However, I am getting an issue with the html where a sentence within a tag is extracted by each individual character. Attached are the zipped files (pdf, xlsx, html). It seems to happen where there is a checkbox in the original pdf but in another document I also got this issue where no checkbox was present.

Please see in SDAspose12cellsswidthscalable_files/sheet001.htm. The text is extracted by each individual character. Is there anyway of avoiding that as I really need it to be one segment not split over multiple characters.?

SDAspose12cells.xlsx

A35 - Si le numéro de lot est indisponible ou inconnu, cocher une case ci-dessous

sheet001.htm (please see line number 498,499)

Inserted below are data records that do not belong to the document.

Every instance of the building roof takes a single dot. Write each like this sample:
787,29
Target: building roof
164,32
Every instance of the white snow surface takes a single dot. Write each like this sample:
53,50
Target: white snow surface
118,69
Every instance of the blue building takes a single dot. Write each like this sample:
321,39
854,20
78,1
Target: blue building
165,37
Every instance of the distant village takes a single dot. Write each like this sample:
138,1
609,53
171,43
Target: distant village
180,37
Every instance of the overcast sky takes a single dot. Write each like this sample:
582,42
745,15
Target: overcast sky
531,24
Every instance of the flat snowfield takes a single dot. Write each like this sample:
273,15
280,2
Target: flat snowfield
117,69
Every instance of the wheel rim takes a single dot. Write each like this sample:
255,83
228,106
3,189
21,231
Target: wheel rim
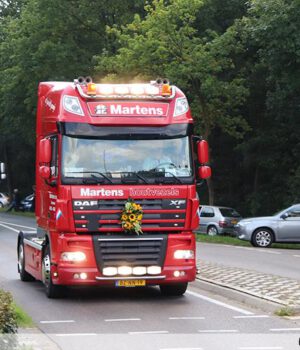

Le notificateu refus e de comuniquer le num ero de lot

Below is my code.

public static void convert() {
// Load PDF document
String dataDir = “./cells/SDASPOSE12/”;
Document pdfDocument = new Document(dataDir + “SDAspose12cells.pdf”);
// Instantiate ExcelSave Option object
ExcelSaveOptions excelsave = new ExcelSaveOptions();
excelsave.setFormat(ExcelSaveOptions.ExcelFormat.XLSX);

    // Save the output to XLS format
    pdfDocument.save(dataDir + "SDAspose12cells.xlsx", excelsave);

    //save xlsx to html
    HtmlSaveOptions save = new HtmlSaveOptions(SaveFormat.HTML);
    save.setWidthScalable(true);

    //save.setExportGridLines(true);
    try {
        Workbook book = new Workbook(dataDir + "SDAspose12cells.xlsx");
        book.save(dataDir + "SDAspose12cellsswidthscalable.html", save);
    } catch (Exception ex) {
        System.out.println(ex);
    }
}

Also if I modify the sheet001.htm and then want to recreate the pdf, how do I do that. I tried creating a new zip and using the online converter Aspose html but that did not work.

amjad.sahi · February 27, 2021, 1:40pm

@anubha16,

Aspose.Cells follows MS Excel standards and specifications, so you may try to save the generated XLSX file (by Aspose.PDF) to HTML using MS Excel manually and evaluate if you notice the same thing/issue.

We could not find your attachments, please zip the files in an archive and attach it. Also provide some screenshots to highlight the issue.

anubha16 · February 28, 2021, 10:35pm

SDAspose12.zip (207.2 KB)

Sorry, forgot to attach the zip

anubha16 · February 28, 2021, 10:46pm

Screen Shot 2021-02-28 at 2.43.52 PM.png (372.8 KB)

I have highlighted the text on the left and then the inspect element.
Why is there a font class for each letter in the sentence?

Is there a way of avoiding this?

asad.ali · March 1, 2021, 9:37am

@anubha16

We are testing the scenario at our end and will share our feedback with you shortly.